Williams-Sonoma Inc.’s shares jumped to a two-year high and trading of bullish options surged to the highest level since July on renewed speculation that the U.S. gourmet-cookware retailer may be acquired.
Williams-Sonoma, based in San Francisco, advanced $1.77, or 6.1 percent, to $30.61 at 4:15 p.m. in New York Stock Exchange composite trading, the highest closing price since November 2007. The shares have soared 47 percent so far this year.
More than 20,000 call options to buy the stock changed hands, 32 times the four-week average and five times the level for puts to sell the stock. The most active contracts were May $35 calls, which quadrupled to 20 cents for the biggest gain among the options. Next month’s contracts expire May 21. The stock hasn’t closed above $35 since July 2007.

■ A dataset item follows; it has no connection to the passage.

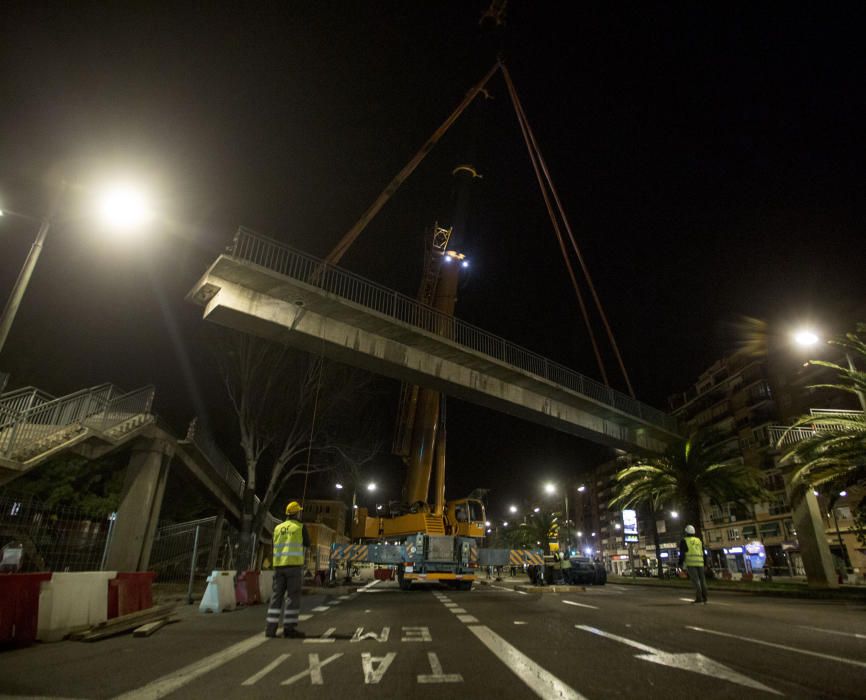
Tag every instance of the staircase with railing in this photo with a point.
(35, 425)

“It’s typical speculative activity, where investors are looking at the short-term options as a cheap way to play it if there is an announcement,” Frederic Ruffy, senior options strategist at WhatsTrading.com, said in a telephone interview. New York-based WhatsTrading provides options-market analysis.
Leigh Oshirak, Williams-Sonoma’s spokeswoman, said in an e- mail that the company does not comment on rumors or speculation.
Williams-Sonoma’s performance has improved during the last three quarters, the result of a post-recession strategy of cutting costs and reducing the number of markdowns offered, Anthony Chukumba, an analyst at BB&T Capital Markets in New York, said in a telephone interview. This has increased same- store sales and widened gross margin, he said. Chukumba recommends holding the shares.
In the fourth quarter ended Jan. 31, comparable-store sales rose 7.6 percent, versus a 22.3 percent decline in the year-ago quarter. Gross margin, or the percentage of revenue remaining after subtracting the cost of goods sold, widened to 41.4 percent from 33.9 percent in the year-ago quarter.
The company has been caught up in takeover speculation that is “like a contagious disease” in the retail industry, Chukumba said.
Joseph Feldman, an analyst at Telsey Advisory Group in New York, said Williams-Sonoma might be attractive to suitors. “There is very little debt and pretty good cash flow,” Feldman said in a telephone interview. “You could leverage this thing up and it starts to look pretty interesting.”
Less Expensive Purchase
The company had $8.7 million in long-term debt for the quarter. The ratio of its enterprise value to its trailing 12- month earnings before interest, taxes, depreciation and amortization, a ratio commonly used to value a cash-based business, is 10 percent, according to Bloomberg data.
The average EV/EBITDA ratio for 634 North American retail companies as of their latest regulatory filing was 14.9 percent, the data show. That makes Williams-Sonoma a less expensive purchase than its peers.
In January, the company announced that Howard Lester, chairman and chief executive officer, will retire in May after leading the company for 31 years. During that time, Williams- Sonoma expanded to more than 600 stores from four. The board said in a news release that it plans to name president Laura J. Alber to succeed Lester.
Williams-Sonoma owns and operates six home-centered retail businesses including its namesake stores and catalog business, Pottery Barn, Pottery Barn Kids, PBTeen and West Elm.
Each of the three most-active options, May $30 calls, May $35 calls and June $35 calls, gained on volume that exceeded the number of outstanding contracts before today. May $30 calls changed hands 8,519 times, compared with an open interest of 1,751 before today. May $35 calls had volume of 8,520 and previous open interest of 294.
“There are large bets going on right now that before expiration, Williams-Sonoma is going to be trading significantly over $35,” said Ophir Gottlieb, a trader and head of client services at Livevol Inc., a San Francisco-based provider of options market data and analytics. Speaking in a telephone interview, he said, “Buying these calls is an especially bullish bet when it’s in the front month before expiry.”